The actor came to Basquiat as a subject after a previous solo theater piece about the writer James Baldwin. He had written a screenplay of the painter’s life, but the project didn’t get off the ground. “I gave it to Miramax, and the next thing I knew they were doing the film without me. I kind of wish I had gone after them,” Levels said, referring to the 1996 Julian Schnabel film Basquiat. “I just didn’t think it was gritty enough. It didn’t seem to be handled in a loving way.”
In the play, Basquiat complains of “being called primitive, a monkey boy,” and argues with Warhol about the shadow cast by his own notoriety. “The state of art, Jean, is business,” Denmark’s ebullient Warhol tells Basquiat, while he frets over the younger artist’s drug use and wasted potential. After hints at Basquiat’s early homosexual experiences, the relationship verges on openly erotic, particularly during a hilarious extended monologue of a threesome Levels delivers with relish.

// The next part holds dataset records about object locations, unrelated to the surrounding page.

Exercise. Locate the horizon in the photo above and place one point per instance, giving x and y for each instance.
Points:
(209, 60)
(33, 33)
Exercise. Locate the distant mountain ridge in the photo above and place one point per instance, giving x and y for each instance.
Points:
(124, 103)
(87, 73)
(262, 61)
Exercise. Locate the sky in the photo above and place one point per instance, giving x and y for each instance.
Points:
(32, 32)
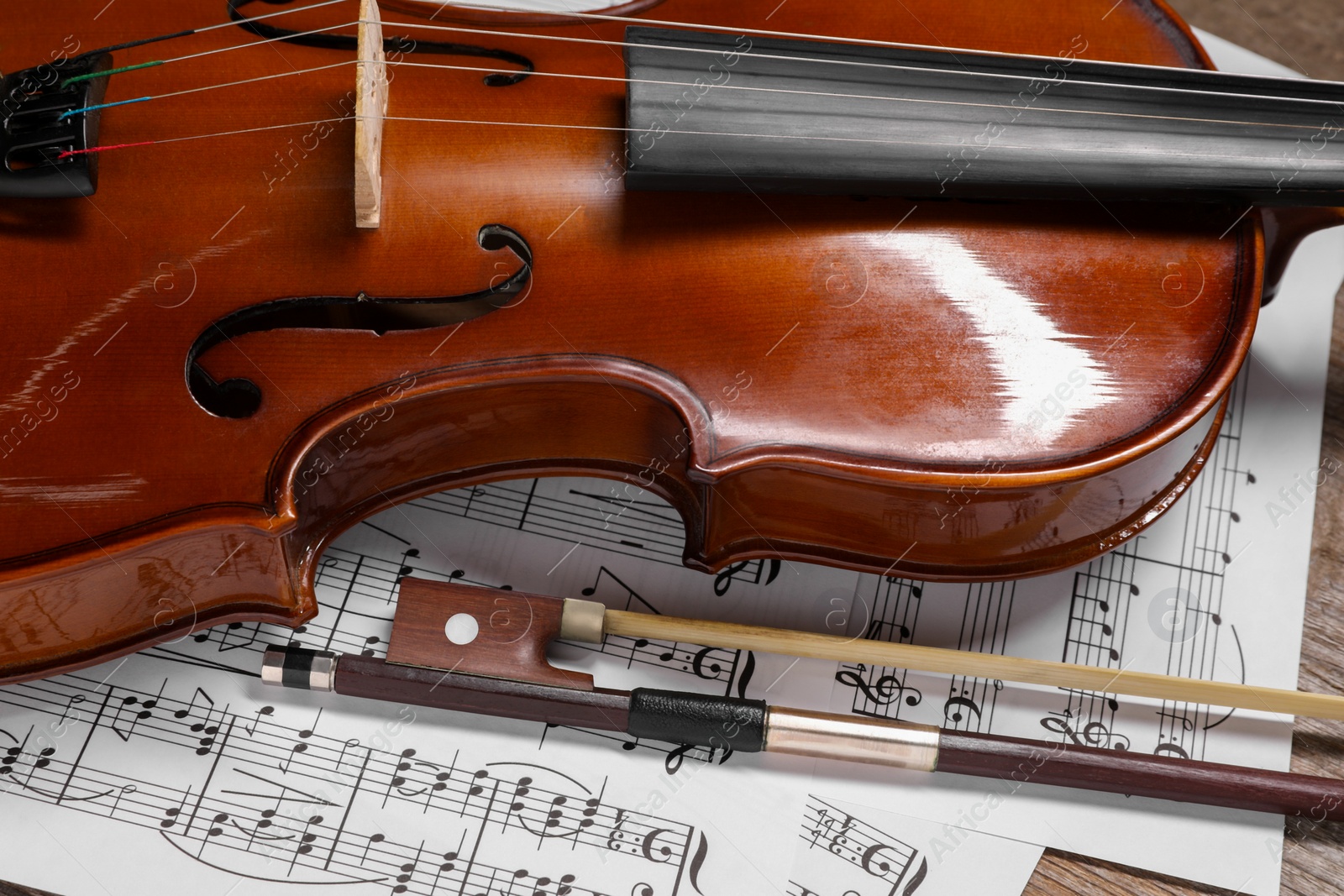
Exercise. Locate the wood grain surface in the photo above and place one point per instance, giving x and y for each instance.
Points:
(1307, 35)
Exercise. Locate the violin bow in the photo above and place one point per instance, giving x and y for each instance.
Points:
(480, 651)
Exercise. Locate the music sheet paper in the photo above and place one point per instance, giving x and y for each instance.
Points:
(178, 772)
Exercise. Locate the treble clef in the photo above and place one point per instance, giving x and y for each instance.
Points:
(971, 705)
(882, 692)
(1095, 734)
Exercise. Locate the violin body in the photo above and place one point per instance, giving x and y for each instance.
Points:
(951, 390)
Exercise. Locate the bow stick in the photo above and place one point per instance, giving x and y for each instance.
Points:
(480, 651)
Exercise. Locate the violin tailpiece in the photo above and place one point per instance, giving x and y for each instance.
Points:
(46, 152)
(370, 112)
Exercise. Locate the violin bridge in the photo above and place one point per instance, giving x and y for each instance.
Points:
(370, 110)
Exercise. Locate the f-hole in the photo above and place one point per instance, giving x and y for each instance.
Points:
(241, 398)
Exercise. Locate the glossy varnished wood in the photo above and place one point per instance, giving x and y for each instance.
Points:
(796, 376)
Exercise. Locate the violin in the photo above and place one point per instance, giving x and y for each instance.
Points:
(687, 262)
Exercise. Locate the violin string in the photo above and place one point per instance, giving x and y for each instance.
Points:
(890, 66)
(1142, 154)
(232, 23)
(703, 50)
(851, 96)
(218, 86)
(674, 83)
(593, 128)
(615, 43)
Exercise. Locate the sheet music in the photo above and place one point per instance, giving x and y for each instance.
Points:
(176, 770)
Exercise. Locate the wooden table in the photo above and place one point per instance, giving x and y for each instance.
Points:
(1307, 35)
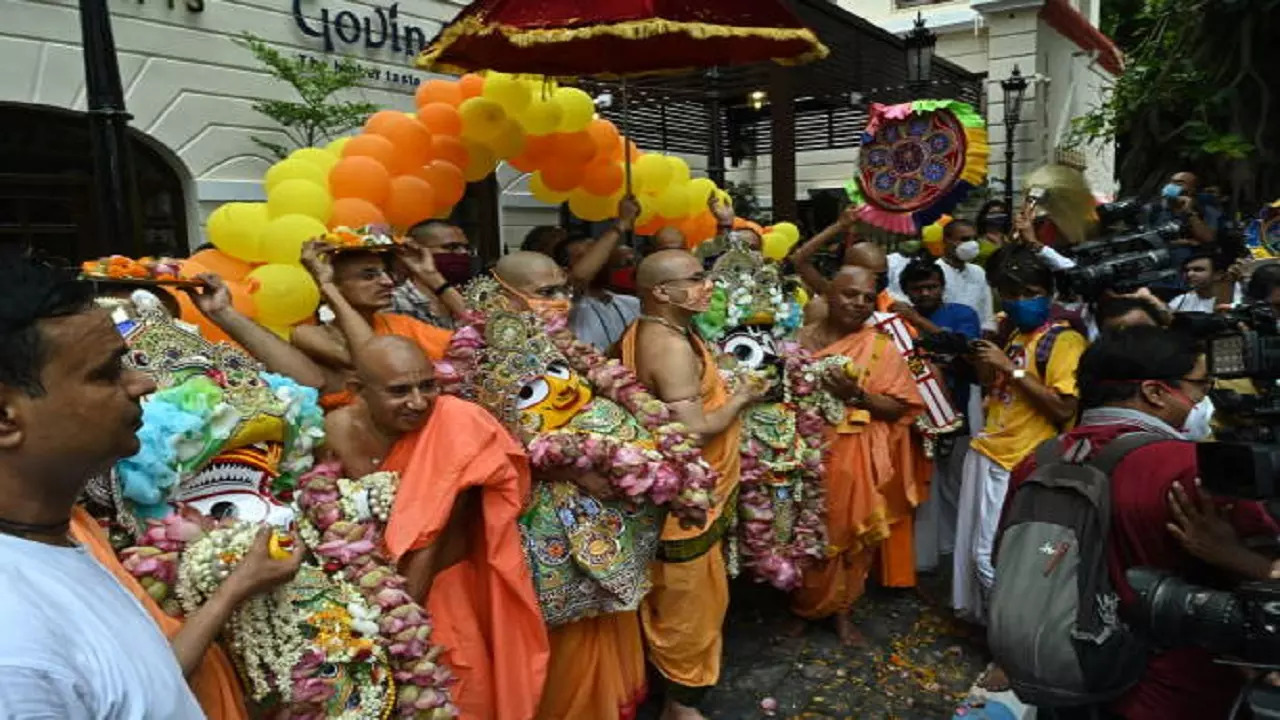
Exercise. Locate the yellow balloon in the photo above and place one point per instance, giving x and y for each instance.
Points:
(679, 171)
(593, 208)
(480, 162)
(699, 190)
(511, 141)
(336, 147)
(316, 156)
(234, 229)
(650, 173)
(296, 169)
(673, 201)
(300, 197)
(282, 237)
(508, 91)
(775, 245)
(576, 106)
(789, 231)
(542, 117)
(543, 192)
(481, 118)
(284, 295)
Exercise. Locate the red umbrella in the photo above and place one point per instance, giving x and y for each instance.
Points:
(611, 39)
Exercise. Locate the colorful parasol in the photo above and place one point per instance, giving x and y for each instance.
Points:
(918, 160)
(612, 39)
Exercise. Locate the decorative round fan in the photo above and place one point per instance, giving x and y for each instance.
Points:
(918, 162)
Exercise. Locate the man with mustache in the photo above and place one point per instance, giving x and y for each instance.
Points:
(685, 611)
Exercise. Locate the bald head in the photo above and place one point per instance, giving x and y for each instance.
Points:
(397, 383)
(867, 255)
(670, 238)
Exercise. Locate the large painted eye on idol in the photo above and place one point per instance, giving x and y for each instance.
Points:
(749, 349)
(531, 393)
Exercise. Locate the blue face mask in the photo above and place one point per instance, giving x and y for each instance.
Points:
(1028, 314)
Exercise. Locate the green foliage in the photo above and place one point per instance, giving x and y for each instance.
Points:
(318, 117)
(1196, 92)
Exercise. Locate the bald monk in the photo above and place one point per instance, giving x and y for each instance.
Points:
(464, 482)
(882, 397)
(357, 288)
(684, 614)
(597, 664)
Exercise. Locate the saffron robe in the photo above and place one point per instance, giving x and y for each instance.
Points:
(864, 478)
(483, 607)
(214, 683)
(684, 615)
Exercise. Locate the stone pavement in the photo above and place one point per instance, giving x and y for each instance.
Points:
(918, 664)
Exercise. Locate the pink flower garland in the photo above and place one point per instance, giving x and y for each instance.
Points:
(773, 561)
(352, 550)
(675, 475)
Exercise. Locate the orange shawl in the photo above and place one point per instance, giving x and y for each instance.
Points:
(484, 607)
(214, 682)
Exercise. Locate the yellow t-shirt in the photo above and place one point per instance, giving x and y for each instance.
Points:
(1014, 425)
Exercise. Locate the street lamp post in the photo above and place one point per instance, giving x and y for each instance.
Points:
(109, 122)
(920, 44)
(1014, 87)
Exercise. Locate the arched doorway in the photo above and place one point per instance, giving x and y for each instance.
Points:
(46, 200)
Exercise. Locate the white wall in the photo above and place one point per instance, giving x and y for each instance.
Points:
(190, 87)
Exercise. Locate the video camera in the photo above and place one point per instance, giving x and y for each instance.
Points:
(1129, 258)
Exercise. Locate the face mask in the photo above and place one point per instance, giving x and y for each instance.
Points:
(456, 267)
(1028, 314)
(1197, 427)
(968, 250)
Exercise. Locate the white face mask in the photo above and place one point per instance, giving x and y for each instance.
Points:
(968, 250)
(1197, 424)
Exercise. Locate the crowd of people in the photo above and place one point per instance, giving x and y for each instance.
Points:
(952, 373)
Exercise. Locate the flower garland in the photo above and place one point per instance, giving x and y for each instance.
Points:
(775, 561)
(673, 473)
(342, 523)
(688, 483)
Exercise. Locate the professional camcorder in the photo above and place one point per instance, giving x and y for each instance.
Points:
(1127, 258)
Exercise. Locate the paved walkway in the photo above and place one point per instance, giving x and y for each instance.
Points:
(918, 664)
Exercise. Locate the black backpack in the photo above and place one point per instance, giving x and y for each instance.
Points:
(1054, 623)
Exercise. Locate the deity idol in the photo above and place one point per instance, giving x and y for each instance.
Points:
(753, 319)
(222, 447)
(575, 410)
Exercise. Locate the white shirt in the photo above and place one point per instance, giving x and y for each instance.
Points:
(602, 322)
(77, 645)
(1193, 302)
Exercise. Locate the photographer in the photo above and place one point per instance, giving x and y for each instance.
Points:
(1146, 379)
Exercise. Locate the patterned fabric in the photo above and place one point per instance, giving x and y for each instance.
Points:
(408, 300)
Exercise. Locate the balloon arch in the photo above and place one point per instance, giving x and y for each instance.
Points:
(407, 167)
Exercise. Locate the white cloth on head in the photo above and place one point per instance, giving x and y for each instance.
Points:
(77, 645)
(982, 497)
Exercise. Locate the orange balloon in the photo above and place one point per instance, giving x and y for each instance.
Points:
(410, 201)
(449, 149)
(438, 91)
(602, 177)
(361, 177)
(447, 181)
(375, 146)
(574, 147)
(355, 213)
(471, 86)
(562, 177)
(440, 118)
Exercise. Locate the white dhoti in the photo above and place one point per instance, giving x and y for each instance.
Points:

Physical romance between Basquiat and Warhol has long been rumored. (“It was like some crazy art-world marriage and they were the odd couple,” longtime Warhol assistant Victor Bockris wrote in Warhol: A Biography.) Levels’s play seems to assume that something happened — though no action happens onstage.

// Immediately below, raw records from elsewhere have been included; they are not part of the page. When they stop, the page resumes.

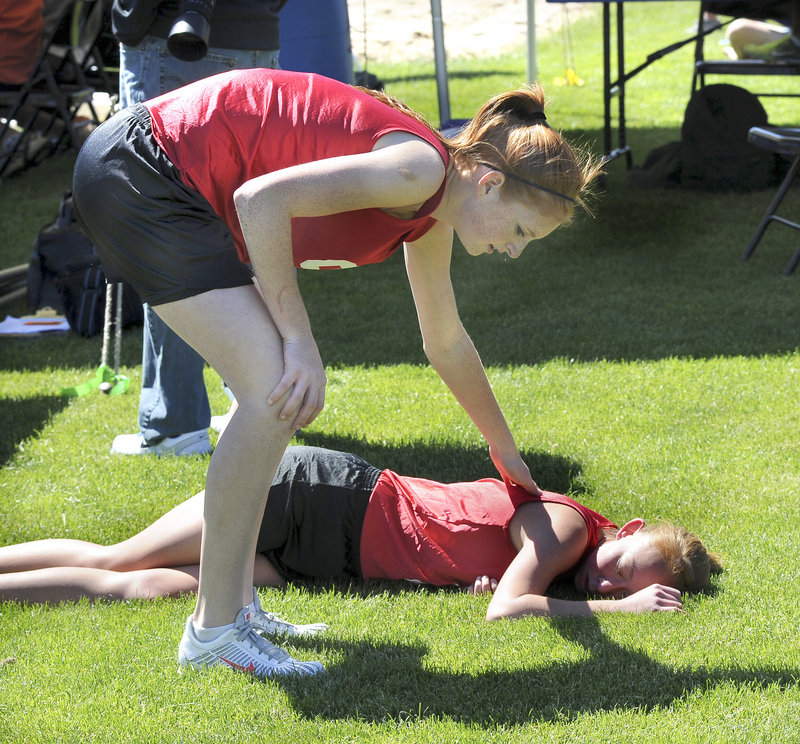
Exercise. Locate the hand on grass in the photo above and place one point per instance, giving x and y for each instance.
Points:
(303, 380)
(513, 470)
(653, 598)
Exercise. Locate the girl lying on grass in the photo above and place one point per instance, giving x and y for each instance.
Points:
(331, 515)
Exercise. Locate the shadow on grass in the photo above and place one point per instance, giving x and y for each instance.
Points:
(24, 418)
(379, 683)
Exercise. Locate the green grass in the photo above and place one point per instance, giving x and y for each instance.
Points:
(642, 365)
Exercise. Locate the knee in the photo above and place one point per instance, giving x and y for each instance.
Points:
(150, 584)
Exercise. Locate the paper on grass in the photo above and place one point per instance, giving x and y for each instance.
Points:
(33, 325)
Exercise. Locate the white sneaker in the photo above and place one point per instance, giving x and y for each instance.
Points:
(242, 649)
(267, 622)
(193, 443)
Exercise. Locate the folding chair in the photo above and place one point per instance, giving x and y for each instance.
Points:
(783, 141)
(47, 104)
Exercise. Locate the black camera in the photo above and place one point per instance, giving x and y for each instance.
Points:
(188, 37)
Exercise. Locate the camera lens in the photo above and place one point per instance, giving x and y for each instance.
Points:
(188, 38)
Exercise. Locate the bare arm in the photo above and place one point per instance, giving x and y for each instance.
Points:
(552, 545)
(452, 353)
(402, 174)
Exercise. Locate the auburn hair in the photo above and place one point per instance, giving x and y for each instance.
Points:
(510, 134)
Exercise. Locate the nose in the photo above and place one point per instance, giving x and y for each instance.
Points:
(515, 249)
(608, 586)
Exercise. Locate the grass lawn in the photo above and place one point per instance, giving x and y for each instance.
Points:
(642, 365)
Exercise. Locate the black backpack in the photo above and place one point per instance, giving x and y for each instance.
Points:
(713, 153)
(716, 153)
(65, 273)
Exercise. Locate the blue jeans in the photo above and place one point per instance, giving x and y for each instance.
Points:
(173, 398)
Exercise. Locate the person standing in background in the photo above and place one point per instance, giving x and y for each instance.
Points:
(174, 412)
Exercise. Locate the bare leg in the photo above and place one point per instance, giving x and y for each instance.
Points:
(233, 330)
(62, 583)
(72, 583)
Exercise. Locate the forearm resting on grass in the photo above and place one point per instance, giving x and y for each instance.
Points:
(654, 598)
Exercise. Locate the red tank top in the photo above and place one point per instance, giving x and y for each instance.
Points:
(448, 533)
(229, 128)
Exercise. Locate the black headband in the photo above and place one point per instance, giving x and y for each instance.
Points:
(508, 174)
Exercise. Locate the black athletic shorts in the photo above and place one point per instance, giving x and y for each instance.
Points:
(148, 227)
(315, 512)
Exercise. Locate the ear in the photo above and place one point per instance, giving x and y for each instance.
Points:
(631, 528)
(492, 179)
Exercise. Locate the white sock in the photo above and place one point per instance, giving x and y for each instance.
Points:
(210, 634)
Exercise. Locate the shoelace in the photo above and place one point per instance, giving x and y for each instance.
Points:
(247, 632)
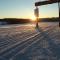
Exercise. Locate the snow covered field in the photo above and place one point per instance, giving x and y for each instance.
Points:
(25, 42)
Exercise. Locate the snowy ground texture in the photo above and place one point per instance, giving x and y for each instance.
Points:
(26, 42)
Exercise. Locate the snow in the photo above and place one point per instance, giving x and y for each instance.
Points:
(25, 42)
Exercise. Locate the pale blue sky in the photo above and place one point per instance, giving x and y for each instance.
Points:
(25, 9)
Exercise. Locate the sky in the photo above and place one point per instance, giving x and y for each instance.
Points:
(25, 9)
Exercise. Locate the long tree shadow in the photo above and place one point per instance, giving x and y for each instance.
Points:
(52, 45)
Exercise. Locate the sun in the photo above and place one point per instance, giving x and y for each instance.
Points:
(33, 18)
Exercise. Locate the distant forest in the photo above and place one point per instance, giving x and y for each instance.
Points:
(21, 21)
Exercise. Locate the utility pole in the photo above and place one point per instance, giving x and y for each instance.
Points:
(59, 12)
(37, 15)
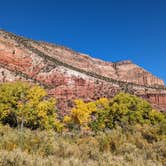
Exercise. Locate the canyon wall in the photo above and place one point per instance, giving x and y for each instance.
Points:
(68, 75)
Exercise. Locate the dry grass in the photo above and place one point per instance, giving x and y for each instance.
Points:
(116, 147)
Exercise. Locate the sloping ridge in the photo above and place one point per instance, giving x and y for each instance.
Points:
(27, 44)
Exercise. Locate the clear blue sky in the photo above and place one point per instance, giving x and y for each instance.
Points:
(112, 30)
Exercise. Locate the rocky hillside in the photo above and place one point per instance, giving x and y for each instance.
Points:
(67, 74)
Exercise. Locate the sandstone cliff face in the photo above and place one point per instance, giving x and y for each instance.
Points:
(68, 75)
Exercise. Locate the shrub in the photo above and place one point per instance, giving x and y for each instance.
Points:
(22, 104)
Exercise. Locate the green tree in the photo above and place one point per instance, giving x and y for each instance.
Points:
(23, 104)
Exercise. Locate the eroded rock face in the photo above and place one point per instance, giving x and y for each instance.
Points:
(68, 75)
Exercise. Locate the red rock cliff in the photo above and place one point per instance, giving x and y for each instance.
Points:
(67, 74)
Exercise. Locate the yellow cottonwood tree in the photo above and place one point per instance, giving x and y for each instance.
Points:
(22, 104)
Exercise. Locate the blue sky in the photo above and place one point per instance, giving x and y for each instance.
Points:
(111, 30)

The end of Collaboration is unremittingly dark. The exhibition of collaborative canvases at Shafrazi Gallery is panned and Basquiat decamps for Europe, frustrated with his career and increasingly tangled up in his drug addiction. But the play’s depiction of its two characters is nothing if not loving. Basquiat’s relentless energy inspires the older artist, who despaired of his work, though his place in history seemed cemented. Warhol delivers heartfelt monologues reflecting on art, life, and fame while ensconced in an armchair stage left for the benefit of his tape recorder as well as the audience. “This story is more Andy than it is Jean,” Levels said. “Andy came in and kind of took over.”
One difficulty with drawing so heavily on recent history for a theatrical production is that the history’s aging scenesters are still present to offer suggestions or clarification. During a feedback session after the rehearsal, viewers didn’t so much point out corrections as offer their own versions of events. “The whole time I took Basquiat to Europe, he complained. We shared a room together at the Ritz that trip,” explained one audience member of the artist’s untimely vacation depicted in the play after the rehearsal had ended. Then again, he offered, “It’s easy to be a critic.”
Michael Halsband, who shared a similar intimacy with both artists, argued that the play shouldn’t be seen as documentary. “I had to let go of what I know as the true relationship between these two artists. The story is just a catalyst,” Halsband said from his seat in a corner of the theater. Besides, few viewers would be able to make the comparison with reality. “It’s a small audience who will appreciate that detail,” he added. Which is precisely what makes it art.